I wrote last week about how Aaron, in Leviticus, has undergone a role reversal from his younger, Exodus self. Such character transformations, arcs that seem to unfold in the background of the text, are standard in the Torah. To this point, Auerbach writes:
…What a road, what a fate, lie between the Jacob who cheated his father out of his blessing and the old man whose favorite son has been torn to pieces by a wild beast!—between David the harp player, persecuted by his lord’s jealousy, and the old king, surrounded by violent intrigues…it is this history of a personality which the Old Testament presents to us as the formation undergone by those whom God has chosen to be examples. Fraught with their development, sometimes even aged to the verge of dissolution, they show a distinct stamp of individuality entirely foreign to the Homeric heroes.

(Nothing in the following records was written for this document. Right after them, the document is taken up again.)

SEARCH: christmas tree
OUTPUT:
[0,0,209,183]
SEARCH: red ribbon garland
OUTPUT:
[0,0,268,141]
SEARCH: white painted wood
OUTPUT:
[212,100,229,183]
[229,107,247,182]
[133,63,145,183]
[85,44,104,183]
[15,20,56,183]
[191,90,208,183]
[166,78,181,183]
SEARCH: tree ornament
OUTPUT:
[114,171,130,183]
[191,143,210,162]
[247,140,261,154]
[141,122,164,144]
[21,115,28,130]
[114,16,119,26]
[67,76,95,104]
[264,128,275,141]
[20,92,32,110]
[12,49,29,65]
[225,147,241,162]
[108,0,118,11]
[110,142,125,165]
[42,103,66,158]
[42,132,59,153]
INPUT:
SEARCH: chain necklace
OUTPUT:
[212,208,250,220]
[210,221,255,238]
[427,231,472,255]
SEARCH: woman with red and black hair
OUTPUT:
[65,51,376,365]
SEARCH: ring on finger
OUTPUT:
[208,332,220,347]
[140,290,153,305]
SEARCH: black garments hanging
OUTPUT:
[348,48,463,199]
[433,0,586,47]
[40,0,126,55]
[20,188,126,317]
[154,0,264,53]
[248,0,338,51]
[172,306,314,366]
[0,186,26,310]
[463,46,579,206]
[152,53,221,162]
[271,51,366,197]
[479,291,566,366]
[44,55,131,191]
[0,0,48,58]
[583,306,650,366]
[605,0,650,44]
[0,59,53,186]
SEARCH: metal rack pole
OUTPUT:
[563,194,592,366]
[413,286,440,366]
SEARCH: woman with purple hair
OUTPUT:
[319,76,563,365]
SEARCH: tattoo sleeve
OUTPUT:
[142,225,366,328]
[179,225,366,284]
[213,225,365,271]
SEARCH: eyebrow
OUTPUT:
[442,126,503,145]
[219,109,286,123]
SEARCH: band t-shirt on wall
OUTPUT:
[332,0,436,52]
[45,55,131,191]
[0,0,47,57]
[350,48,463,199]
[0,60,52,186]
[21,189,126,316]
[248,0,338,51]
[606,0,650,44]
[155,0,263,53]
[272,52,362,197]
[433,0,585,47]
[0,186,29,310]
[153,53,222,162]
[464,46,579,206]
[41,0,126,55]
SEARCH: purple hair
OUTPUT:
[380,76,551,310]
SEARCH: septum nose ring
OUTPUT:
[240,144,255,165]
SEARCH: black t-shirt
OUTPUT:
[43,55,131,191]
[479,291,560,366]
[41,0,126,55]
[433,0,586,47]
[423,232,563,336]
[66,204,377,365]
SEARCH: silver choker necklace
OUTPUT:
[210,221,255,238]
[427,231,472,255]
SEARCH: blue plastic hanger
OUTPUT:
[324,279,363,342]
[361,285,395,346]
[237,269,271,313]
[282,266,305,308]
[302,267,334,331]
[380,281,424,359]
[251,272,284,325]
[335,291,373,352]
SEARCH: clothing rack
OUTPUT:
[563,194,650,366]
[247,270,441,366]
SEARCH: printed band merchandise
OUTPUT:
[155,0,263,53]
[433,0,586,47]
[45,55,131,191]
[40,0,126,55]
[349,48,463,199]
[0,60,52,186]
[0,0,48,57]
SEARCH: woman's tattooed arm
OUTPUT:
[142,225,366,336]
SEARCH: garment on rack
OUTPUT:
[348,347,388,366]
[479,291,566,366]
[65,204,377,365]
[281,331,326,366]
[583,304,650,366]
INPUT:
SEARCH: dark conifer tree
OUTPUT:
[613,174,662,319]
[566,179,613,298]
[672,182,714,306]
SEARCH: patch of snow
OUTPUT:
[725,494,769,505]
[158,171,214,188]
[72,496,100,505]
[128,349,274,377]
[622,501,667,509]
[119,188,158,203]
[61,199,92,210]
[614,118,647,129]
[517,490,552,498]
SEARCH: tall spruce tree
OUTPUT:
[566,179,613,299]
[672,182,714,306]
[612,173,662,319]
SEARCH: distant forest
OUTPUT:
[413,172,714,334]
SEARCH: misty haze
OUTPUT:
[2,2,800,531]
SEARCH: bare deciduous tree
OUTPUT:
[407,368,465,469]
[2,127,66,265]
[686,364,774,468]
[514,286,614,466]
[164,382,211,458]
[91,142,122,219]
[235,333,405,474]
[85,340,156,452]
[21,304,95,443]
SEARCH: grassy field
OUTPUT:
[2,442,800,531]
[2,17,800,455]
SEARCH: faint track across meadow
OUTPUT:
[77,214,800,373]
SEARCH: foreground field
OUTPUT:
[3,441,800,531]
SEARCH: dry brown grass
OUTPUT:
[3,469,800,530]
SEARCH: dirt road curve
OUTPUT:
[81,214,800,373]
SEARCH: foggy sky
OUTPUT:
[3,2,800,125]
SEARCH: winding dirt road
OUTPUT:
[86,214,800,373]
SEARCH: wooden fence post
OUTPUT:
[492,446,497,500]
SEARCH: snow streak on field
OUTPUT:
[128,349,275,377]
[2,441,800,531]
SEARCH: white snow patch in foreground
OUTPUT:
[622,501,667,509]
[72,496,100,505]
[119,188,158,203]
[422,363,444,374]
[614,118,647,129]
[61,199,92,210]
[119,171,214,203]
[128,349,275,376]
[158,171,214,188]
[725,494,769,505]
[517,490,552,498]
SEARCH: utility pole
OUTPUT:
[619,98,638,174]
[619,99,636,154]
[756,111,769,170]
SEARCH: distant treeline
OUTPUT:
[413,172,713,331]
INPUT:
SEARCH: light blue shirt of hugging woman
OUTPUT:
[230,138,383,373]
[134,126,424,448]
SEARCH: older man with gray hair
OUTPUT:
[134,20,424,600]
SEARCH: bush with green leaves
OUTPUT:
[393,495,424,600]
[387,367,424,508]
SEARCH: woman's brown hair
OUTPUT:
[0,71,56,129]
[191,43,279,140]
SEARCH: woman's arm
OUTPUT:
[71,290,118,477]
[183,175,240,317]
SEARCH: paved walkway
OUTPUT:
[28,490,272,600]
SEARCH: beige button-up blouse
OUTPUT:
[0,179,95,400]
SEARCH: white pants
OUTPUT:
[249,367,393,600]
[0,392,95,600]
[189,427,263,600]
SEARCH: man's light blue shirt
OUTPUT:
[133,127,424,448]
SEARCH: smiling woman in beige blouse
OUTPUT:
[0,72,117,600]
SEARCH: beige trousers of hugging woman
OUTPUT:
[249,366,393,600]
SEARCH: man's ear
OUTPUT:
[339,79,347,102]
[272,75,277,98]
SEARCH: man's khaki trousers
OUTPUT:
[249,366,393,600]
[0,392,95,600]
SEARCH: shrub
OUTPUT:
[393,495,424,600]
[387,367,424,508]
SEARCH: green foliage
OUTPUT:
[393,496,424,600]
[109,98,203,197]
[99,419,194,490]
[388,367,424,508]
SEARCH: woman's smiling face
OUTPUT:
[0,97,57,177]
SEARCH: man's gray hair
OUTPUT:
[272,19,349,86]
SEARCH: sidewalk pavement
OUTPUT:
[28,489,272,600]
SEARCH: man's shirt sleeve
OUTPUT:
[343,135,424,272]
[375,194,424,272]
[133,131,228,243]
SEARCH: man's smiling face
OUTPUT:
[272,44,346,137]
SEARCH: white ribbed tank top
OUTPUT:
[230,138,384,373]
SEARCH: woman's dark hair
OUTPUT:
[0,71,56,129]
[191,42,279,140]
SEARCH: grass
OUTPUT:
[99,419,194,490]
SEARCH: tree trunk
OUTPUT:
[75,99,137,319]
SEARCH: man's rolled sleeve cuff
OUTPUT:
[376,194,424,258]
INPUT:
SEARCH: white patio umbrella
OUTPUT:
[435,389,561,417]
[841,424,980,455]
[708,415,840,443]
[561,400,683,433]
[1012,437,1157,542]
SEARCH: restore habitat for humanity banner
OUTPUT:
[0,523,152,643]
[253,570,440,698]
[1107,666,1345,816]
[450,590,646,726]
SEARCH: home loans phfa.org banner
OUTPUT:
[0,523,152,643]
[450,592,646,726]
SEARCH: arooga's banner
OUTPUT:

The transformations of Old Testament figures, though not explicitly stated, are evidenced by simply comparing where these figures start and their final moments. In Exodus, Aaron is the mouthpiece for Moses, selected by God for his confidence and speech, both of which Moses lacks. By Sh’mini, Aaron is defined by his lack of speech entirely. His “history of personality” is a journey from speech to silence. In my essays, I’ve explored the costs of the Jewish project; how it tears families apart and transforms characters. But here, in Aaron, in Aaron’s arc, we see not only a victim of these consequences but also a witness to them. Aaron’s silence leaves him to watch, recognize, and process the events unfolding in the text, and, so burdened by the costs of these events, he becomes not only a character but also a spectral companion to the reader.
Image: Tissot’s “The Two Priests are Destroyed.”




Interesting that you chose to focus on Aaron and not on Nadav and Abihu. Aaron's transformation to silence after witnessing their death, especially after being the mouthpiece of God, is powerful. Amazing how one sentence can hold so much power. Thank you for drawing it to my attention. I actually read that exact passage this Shabbat (and messed up right at the point when Aaron was silent).